A case of Hyperreninemic hypoaldosteronism with absorptive hypercalciuria, renal hypouricemia and high level of 1,25-dihydroxyvitamin D.

Abstract

 Aldosterone's main actions are to regulate intravascular volume and serum electrolytes by controlling sodium absorbtion and potassium excretion in the distal nephron.
 Isolated hyperreninemic hypoaldosteronism presenting in infancy is a rare desease caused by aldosterone synthase deficiency resulting in hyponatremia, hyperkalemia and hypovolemia.

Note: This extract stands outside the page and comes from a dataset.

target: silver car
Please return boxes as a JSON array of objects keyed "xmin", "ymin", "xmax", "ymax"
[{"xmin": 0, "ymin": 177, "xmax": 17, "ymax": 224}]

 Here, we report a case of infant suspected psedohypoaldosteronism with hyponatremia, hyperkalemia, hypovolemia. During clinical course, plasma aldosterone level remains normal ranges of his age despite high level of plasma rennin activity and fludrocortisone therapy was effective against his hyponatremia and hyperkalemia, thus we diagnosed him as hyperreninemic hypoaldosteronism. He also had absorptive hypercalciuria, renal hypouricemia and high plasma level of 1,25-dihydroxyvitamin D.
 The association between renal hypouricemia and absorptive hypercalciuria has been described in the past, but this is the first case of isolated hyperreninemic hypoaldosteronism associated with absorptive hypercalciuria and temporary renal hypouricemia suggesting possibly new syndrome.